On December 8, The Doors’ Jim Morrison would have celebrated his 65th birthday. This year, the momentous occasion will be marked at Barney’s Beanery, the legendary West Hollywood hangout on Route 66, which served as a stomping ground and home away from home for the rock icon. Since moving to its current Santa Monica Blvd. location in 1927 from Berkeley, the historic venue has hosted a variety of counter cultural legends over the years from the worlds of avant-garde art, movies, literature and rock and roll.
Both Ray Manzarek and Robby Krieger of The Doors will be on hand that evening for a special live broadcast on L.A. rock station 95.5 KLOS, hosted by famed “Last D.J.,” Jim Ladd. The three will discuss and sign copies of Live at The Matrix 1967, a live CD on The Doors’ Bright Midnight Archives and Rhino Records. The two-CD set, which was recorded in San Francisco over two nights in March ’67, will be available on November 18th. The shows took place shortly before the group broke on through with their hit Summer of Love single, “Light My Fire.” Winners of a 95.5 KLOS contest will get to meet and greet Manzarek and Krieger.
“We decided to celebrate this occasion because Barney’s is a place where Jim Morrison hung out often,” says Barney’s Beanery principal David Houston, who bought the place in 1999 from Erwin Held. He is only the third person to own the famed venue after original founder John “Barney” Anthony and Held. “Whatever point in time you go back to, whoever was making history in pop culture, they seemed to have a foot in the Beanery.”
In the late ‘60s, Morrison and Janis Joplin were regulars at Barney’s Beanery, with Jim famously barred from the dining establishment for allegedly urinating on the bar.

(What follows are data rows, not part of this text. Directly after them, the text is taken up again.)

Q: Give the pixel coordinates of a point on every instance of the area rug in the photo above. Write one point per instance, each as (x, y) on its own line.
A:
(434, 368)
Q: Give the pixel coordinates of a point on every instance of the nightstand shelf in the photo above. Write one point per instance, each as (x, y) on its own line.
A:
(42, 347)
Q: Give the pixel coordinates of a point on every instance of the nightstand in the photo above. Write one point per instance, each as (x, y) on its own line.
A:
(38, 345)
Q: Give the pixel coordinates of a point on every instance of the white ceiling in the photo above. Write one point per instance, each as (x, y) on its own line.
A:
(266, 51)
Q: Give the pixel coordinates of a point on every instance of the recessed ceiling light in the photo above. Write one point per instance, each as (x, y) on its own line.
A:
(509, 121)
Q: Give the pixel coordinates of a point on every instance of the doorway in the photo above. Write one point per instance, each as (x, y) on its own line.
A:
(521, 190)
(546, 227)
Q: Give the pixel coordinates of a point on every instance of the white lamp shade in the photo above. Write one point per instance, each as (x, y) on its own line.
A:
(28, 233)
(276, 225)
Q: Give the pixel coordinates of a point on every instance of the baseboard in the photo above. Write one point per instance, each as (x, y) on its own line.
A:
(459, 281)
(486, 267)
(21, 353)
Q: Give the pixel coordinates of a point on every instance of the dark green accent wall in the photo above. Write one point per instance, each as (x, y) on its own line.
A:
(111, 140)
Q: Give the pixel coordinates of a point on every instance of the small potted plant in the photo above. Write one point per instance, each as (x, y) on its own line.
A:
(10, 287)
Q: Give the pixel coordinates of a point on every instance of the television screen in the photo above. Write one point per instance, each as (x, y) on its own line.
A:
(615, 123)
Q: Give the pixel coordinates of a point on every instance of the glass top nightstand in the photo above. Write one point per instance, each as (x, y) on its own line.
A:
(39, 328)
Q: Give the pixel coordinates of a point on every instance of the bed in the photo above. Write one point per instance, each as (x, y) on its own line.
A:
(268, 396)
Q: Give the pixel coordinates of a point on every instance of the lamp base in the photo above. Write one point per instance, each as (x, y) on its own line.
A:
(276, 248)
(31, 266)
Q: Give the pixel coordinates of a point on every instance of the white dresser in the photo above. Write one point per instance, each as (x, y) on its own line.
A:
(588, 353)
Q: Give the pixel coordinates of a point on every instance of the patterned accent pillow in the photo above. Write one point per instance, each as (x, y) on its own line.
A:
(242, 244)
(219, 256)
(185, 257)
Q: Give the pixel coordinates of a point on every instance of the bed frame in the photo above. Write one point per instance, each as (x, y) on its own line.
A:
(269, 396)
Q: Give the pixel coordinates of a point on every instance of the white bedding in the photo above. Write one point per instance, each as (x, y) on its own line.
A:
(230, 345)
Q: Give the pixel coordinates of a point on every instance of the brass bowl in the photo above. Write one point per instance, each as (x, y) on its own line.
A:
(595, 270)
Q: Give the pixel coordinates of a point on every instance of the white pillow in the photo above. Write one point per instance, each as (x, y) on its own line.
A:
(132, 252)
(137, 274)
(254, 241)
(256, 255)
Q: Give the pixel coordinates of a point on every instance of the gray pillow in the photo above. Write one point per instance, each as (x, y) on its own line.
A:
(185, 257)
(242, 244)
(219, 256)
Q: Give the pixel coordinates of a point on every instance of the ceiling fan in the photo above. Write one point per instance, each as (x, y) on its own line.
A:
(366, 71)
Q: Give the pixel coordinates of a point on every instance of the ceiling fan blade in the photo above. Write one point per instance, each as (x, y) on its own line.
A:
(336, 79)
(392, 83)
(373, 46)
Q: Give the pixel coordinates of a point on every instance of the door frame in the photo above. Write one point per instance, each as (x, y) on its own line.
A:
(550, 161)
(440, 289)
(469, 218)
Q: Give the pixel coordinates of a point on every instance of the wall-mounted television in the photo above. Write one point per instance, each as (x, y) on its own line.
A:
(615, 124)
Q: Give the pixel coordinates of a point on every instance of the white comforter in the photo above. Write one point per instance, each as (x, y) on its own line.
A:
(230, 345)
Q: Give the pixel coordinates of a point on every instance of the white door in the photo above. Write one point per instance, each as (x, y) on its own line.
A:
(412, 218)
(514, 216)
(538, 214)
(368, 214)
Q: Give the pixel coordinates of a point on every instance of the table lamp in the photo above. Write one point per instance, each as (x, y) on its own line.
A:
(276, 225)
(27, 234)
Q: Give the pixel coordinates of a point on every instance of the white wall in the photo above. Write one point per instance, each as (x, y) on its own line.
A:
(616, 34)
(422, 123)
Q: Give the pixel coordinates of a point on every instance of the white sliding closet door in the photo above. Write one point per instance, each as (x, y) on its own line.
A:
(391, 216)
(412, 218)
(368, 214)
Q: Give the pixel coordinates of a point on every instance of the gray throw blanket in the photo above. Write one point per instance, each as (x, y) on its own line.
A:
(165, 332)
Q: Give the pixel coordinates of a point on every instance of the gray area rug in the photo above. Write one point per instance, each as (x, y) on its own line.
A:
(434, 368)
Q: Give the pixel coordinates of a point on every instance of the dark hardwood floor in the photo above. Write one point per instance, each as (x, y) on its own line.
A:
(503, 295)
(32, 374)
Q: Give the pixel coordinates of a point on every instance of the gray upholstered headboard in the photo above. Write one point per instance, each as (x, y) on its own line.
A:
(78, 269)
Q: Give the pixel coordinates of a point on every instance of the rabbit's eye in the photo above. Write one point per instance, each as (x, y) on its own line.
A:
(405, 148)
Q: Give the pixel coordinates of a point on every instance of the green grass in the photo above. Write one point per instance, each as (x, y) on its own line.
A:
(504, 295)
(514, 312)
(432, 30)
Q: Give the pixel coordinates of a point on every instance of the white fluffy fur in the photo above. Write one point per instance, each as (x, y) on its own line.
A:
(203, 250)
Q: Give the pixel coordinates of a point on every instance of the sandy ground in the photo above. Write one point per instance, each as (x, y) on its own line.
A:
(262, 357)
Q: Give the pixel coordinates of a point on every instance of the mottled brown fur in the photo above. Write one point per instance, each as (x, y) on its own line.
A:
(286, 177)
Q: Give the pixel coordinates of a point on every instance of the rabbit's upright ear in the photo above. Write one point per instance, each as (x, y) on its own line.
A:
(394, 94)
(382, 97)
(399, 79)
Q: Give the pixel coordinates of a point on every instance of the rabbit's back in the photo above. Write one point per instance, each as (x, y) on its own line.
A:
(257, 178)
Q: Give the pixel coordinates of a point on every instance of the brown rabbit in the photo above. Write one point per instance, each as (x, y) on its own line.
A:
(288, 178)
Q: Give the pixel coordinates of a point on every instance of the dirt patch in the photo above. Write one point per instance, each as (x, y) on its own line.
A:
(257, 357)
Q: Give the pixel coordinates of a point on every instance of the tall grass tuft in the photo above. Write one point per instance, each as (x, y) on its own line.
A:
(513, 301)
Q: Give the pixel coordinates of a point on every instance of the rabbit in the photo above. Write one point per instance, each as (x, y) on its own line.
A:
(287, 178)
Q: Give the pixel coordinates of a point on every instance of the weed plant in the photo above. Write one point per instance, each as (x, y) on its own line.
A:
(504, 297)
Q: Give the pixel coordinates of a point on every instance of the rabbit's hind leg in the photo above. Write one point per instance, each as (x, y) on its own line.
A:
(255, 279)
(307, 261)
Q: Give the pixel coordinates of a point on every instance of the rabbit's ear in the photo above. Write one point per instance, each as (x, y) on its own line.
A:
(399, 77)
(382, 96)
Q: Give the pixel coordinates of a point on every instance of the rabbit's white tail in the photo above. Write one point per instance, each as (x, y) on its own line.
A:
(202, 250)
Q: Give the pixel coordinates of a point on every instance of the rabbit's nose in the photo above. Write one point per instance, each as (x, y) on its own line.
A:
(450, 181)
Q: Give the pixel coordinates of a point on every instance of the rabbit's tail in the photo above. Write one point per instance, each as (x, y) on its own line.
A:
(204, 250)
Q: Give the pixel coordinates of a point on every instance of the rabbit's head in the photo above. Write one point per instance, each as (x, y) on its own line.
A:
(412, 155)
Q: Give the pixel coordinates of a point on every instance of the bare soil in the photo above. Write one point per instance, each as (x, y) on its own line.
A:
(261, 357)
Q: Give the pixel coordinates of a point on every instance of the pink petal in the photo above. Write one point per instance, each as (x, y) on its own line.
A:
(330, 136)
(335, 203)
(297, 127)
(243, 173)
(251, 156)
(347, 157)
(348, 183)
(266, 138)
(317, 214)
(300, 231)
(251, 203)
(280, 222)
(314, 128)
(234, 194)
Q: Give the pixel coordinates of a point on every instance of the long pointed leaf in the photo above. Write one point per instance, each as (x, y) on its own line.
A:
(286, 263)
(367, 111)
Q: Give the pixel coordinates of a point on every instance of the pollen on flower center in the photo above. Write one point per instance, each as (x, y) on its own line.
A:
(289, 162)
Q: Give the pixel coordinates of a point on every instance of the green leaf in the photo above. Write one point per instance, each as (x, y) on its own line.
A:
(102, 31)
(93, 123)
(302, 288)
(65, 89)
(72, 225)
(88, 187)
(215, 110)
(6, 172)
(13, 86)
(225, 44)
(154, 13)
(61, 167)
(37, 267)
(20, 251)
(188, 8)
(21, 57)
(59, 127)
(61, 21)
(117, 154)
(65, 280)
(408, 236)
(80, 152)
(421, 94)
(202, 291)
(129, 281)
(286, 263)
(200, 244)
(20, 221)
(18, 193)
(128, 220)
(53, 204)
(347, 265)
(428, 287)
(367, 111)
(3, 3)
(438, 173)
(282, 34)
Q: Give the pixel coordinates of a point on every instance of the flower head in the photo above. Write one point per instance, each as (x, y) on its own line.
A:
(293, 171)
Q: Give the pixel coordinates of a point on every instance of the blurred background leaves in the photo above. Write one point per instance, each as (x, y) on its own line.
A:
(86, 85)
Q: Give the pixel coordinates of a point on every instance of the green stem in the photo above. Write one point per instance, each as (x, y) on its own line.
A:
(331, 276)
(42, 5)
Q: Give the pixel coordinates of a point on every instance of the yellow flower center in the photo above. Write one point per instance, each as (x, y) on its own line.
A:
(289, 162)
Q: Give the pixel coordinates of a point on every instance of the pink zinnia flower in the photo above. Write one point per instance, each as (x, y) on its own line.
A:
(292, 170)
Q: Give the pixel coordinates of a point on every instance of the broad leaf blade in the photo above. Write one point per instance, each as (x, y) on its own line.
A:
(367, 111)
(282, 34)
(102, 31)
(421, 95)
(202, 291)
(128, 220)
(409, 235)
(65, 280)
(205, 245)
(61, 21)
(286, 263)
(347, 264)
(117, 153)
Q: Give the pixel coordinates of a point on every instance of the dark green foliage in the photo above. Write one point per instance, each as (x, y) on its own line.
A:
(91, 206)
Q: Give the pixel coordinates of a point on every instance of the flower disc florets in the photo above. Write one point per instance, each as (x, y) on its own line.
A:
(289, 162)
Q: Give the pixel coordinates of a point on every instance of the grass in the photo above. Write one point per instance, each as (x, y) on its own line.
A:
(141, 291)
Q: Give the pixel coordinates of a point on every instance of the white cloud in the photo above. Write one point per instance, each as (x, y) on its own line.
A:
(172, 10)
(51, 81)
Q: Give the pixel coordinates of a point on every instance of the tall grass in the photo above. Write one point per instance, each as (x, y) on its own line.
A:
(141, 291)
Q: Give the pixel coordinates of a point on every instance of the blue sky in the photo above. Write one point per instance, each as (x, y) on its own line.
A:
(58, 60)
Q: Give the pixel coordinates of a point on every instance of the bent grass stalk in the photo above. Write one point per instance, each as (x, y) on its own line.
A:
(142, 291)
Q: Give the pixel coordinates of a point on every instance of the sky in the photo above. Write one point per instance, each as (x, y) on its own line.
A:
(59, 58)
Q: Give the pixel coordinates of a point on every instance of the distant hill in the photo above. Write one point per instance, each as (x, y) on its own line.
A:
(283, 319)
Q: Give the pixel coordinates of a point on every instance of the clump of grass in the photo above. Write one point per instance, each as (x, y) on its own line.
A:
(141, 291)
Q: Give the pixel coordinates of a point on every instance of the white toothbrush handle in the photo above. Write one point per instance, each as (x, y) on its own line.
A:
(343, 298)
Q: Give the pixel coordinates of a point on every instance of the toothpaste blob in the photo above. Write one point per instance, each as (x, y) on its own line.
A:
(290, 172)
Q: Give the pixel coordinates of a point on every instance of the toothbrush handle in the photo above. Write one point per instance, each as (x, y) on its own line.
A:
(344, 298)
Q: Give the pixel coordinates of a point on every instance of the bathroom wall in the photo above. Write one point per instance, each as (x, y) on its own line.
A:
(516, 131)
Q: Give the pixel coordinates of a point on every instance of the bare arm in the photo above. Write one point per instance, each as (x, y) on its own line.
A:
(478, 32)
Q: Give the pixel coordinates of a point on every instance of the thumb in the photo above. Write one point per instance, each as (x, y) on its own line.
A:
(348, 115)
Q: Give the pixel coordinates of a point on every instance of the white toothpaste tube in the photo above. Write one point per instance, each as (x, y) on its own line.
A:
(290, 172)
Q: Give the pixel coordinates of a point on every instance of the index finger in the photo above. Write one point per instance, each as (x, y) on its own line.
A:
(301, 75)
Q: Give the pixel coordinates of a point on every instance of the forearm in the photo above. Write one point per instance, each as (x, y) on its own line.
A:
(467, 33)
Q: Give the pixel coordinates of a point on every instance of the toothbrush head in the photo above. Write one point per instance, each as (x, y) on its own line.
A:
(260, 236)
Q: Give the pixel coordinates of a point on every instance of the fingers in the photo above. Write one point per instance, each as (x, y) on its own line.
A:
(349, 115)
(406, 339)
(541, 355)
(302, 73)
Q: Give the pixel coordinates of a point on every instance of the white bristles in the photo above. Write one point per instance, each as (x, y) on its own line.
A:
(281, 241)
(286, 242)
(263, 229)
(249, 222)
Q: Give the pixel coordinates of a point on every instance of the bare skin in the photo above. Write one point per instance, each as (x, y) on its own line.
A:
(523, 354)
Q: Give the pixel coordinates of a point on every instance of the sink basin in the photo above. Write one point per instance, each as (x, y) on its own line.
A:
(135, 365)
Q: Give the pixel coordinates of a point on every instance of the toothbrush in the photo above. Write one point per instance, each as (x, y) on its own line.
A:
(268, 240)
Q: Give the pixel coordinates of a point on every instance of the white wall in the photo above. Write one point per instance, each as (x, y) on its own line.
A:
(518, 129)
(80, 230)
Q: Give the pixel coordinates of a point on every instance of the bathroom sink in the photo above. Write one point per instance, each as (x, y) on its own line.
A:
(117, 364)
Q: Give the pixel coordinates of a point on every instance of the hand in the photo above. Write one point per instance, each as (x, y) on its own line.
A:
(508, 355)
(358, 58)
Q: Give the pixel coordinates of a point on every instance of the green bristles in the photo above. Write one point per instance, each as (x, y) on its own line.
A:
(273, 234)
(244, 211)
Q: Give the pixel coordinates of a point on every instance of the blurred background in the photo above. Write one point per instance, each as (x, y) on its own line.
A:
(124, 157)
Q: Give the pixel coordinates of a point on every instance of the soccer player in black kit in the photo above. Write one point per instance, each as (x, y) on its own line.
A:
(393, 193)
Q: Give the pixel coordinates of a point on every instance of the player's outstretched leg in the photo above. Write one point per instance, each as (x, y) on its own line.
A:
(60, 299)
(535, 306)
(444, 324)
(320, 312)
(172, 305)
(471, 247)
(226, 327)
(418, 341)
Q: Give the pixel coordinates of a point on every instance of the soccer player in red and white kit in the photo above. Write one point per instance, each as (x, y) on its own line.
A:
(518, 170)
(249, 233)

Houston will commemorate the event with a memorial plaque to mark the exact place.
“I’m hoping Ray’s incredibly sharp memory will help us locate it,” says Houston. “Wherever he says it happened, that’s where we’ll put it up.”
The locus of The Doors’ history, notes Houston, took place largely in a one-mile radius of the Beanery, with the band’s label Elektra headquarters and Jim’s girlfriend Pam’s clothing boutique on La Cienega Blvd., the group’s offices around the corner, the Alta Cienega Hotel, where Jim often stayed, just down the street, and the Whisky-a-Go-Go, where they regularly performed, just up the block on Sunset.
After opening new Barney’s locations at the Third Street Promenade in Santa Monica in 2004, and in Old Town Pasadena on Colorado Blvd. in 2006, Houston is set to launch two new Beaneries, one later this month in Burbank and another next year in Westwood.
Rhino’s Live at The Matrix 1967 is the fourth of the Bright Midnight Archives releases, and features liner notes by all three surviving members of The Doors and brand-new cover art by renowned San Francisco artist Stanley Mouse. Whereas the three previous collections documented The Doors’ final 1970 tour, this latest edition takes you back to the early days, when the band was still working out arrangements and lyrics.
“This is probably the closest we’ve come to a true document of The Doors without constraints,” says the band’s longtime producer/engineer Bruce Botnick, who worked on the reissue. “You’ve never heard the group quite like this.”